For the indistinguishable 2 6-sided dice we have $$\{(1,1)..(6,6)\} \cup \{(1,2), (1,3)....(5,6)\}$$ 21 total outcomes and a probability space of total 21. Then we learn that the probability, q, of not getting doubles is twice as likely as getting doubles, p.

So $$q=2p$$

But I got confused on the above step. How is it double since 6/21 for doubles vs. 15/21 for non doubles?

Thanks

• Do not forget... the probability of occurrence can be given as the ratio of favorable outcomes divided by total outcomes only if each of the outcomes are equally likely to occur. That is not the case here. There are two outcomes to a lottery, either you win or you lose but you don't win with probability $\frac{1}{2}$. – JMoravitz Nov 8 at 15:38
• Now... as for the statement that was actually said, I worry you may be confusing things. Regardless of whether or not you roll two distinguishable dice or two indistinguishable dice, the probability of having rolled doubles is $\frac{6}{36}=\frac{1}{6}$ (and is not $\frac{6}{21}$).
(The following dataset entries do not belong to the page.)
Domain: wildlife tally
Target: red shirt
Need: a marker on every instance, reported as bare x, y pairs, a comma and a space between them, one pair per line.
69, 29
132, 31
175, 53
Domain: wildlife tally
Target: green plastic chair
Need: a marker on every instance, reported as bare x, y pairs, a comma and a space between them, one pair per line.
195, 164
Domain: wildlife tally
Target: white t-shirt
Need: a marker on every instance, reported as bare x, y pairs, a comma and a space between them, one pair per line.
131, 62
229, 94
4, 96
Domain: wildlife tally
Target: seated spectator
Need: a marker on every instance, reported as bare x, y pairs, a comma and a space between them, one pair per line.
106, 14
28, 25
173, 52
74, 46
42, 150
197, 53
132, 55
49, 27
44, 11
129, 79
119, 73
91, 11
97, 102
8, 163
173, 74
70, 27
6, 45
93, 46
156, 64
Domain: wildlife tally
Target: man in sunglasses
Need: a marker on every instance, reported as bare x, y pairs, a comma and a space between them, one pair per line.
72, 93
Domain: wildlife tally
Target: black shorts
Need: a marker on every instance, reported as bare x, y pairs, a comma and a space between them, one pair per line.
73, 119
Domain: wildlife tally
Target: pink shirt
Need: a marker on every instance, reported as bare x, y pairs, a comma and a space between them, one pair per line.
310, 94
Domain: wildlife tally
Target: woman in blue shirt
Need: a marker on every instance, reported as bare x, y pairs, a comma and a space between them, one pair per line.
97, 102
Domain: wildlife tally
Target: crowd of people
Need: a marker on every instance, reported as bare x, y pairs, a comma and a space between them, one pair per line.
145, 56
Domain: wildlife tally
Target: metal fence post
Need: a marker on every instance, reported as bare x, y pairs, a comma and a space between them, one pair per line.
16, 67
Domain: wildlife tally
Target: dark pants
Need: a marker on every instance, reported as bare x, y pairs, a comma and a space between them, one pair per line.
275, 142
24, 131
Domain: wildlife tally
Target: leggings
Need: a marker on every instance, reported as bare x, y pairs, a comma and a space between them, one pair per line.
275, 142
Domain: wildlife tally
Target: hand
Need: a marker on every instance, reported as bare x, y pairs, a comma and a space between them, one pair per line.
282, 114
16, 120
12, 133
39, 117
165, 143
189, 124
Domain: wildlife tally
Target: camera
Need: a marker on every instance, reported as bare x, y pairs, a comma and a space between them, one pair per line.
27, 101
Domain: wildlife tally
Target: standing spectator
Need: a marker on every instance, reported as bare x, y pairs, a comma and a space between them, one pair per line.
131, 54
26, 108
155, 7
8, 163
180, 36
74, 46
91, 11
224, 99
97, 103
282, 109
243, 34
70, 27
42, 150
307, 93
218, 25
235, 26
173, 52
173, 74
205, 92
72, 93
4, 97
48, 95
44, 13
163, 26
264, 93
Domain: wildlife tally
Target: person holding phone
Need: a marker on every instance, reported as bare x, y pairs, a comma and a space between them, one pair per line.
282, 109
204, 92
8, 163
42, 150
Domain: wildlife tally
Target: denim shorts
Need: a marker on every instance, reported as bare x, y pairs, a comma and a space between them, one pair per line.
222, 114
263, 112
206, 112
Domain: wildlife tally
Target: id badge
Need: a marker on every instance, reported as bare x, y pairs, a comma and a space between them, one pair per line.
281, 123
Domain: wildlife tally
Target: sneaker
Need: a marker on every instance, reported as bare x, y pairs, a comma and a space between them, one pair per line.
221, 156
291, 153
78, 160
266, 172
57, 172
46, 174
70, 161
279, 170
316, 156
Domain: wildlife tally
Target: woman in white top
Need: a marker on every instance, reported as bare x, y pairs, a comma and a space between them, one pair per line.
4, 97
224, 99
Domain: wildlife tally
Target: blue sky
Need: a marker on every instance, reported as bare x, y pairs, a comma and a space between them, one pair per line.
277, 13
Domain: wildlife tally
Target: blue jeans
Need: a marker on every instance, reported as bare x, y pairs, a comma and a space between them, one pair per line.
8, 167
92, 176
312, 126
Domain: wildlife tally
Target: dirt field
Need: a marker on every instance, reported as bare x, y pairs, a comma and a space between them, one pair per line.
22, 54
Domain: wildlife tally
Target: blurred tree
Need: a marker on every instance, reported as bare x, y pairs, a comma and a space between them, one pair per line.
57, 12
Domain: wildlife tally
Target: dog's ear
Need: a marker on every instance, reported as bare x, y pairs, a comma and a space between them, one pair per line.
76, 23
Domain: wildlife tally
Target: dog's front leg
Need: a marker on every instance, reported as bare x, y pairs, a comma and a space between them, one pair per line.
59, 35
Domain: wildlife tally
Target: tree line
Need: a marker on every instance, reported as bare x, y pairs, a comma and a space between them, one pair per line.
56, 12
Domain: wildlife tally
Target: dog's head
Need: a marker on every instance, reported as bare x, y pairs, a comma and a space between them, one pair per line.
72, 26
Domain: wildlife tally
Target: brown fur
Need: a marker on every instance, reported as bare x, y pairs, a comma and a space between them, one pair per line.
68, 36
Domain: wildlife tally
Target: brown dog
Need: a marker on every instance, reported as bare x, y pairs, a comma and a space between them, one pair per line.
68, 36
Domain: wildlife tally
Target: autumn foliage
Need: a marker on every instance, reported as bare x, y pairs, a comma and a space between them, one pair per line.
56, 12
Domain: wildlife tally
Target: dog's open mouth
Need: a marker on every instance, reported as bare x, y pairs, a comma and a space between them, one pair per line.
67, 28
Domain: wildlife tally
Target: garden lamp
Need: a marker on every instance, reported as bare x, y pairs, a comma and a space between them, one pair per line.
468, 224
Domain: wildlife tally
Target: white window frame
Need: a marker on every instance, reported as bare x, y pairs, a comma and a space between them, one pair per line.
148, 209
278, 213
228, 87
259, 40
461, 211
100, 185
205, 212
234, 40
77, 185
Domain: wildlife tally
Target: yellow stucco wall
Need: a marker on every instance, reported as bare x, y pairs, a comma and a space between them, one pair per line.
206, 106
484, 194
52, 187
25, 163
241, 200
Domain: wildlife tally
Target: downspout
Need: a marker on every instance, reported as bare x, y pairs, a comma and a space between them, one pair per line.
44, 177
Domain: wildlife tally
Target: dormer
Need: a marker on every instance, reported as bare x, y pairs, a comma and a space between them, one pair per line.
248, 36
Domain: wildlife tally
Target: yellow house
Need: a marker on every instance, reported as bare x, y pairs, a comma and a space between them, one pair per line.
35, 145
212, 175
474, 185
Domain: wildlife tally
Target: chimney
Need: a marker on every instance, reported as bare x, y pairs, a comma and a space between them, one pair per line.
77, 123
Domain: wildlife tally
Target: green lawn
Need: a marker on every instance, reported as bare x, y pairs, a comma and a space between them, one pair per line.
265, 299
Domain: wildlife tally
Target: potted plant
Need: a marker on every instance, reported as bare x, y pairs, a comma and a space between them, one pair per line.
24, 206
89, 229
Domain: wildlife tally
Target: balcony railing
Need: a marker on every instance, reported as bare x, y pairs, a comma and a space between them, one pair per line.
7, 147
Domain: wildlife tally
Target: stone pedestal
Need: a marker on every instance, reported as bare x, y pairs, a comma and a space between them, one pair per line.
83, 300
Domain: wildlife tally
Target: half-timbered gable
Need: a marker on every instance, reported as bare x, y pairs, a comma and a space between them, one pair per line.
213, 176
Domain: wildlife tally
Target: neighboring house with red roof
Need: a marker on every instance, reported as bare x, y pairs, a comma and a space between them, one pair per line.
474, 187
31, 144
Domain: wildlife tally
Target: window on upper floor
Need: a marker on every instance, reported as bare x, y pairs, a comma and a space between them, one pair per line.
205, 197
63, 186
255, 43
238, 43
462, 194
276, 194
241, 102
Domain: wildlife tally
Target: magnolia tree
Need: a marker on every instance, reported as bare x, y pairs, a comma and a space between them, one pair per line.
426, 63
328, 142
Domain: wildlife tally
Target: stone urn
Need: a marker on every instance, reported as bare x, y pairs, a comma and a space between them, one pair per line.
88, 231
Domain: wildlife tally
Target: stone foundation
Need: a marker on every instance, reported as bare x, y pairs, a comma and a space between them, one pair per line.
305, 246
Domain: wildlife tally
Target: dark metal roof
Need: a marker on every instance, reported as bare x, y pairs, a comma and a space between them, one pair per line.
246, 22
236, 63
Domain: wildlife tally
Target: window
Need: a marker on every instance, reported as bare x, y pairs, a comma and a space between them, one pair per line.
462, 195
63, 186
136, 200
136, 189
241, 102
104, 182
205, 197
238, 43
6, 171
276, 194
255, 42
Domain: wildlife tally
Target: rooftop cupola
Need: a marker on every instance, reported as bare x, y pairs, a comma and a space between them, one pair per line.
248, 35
What is probably intended to have been said, is that the probability of having rolled a specific double (such as $(1,1)$) is half as likely as having rolled a specific pair of different numbers (such as $(1,2)=(2,1)$ since these are considered the same in the indistinguishable case) – JMoravitz Nov 8 at 15:43
• If the indistinguishableness of the dice confuses you, don't worry you aren't alone. Imagine that you see color normally and the two dice are green and pink, obviously different and distinct and you roll the dice and you expect certain probabilities for certain outcomes. You hand the dice to your colorblind friend who can't tell the difference between them and he rolls the dice. The probabilities don't suddenly change just because he can't see color, the only things that change is his ability to distinguish between certain results. – JMoravitz Nov 8 at 15:46

As @JMoravitz pointed in the comments what happen here is that the probably to get $$(1,1)$$ is not the same to get $$(1,2)$$ when the dice are not distinguishable. When you write $$6/21$$ or $$15/21$$ you are assuming that every event have the same probability to occur, but this is not the case.
If the dice are not distinguishable then, as you knows, you have $$21$$ different outcomes, however they doesn't have the same probability to occur. If the dice are distinguishable then there are $$36$$ different events and this time each event have the same probability to occur.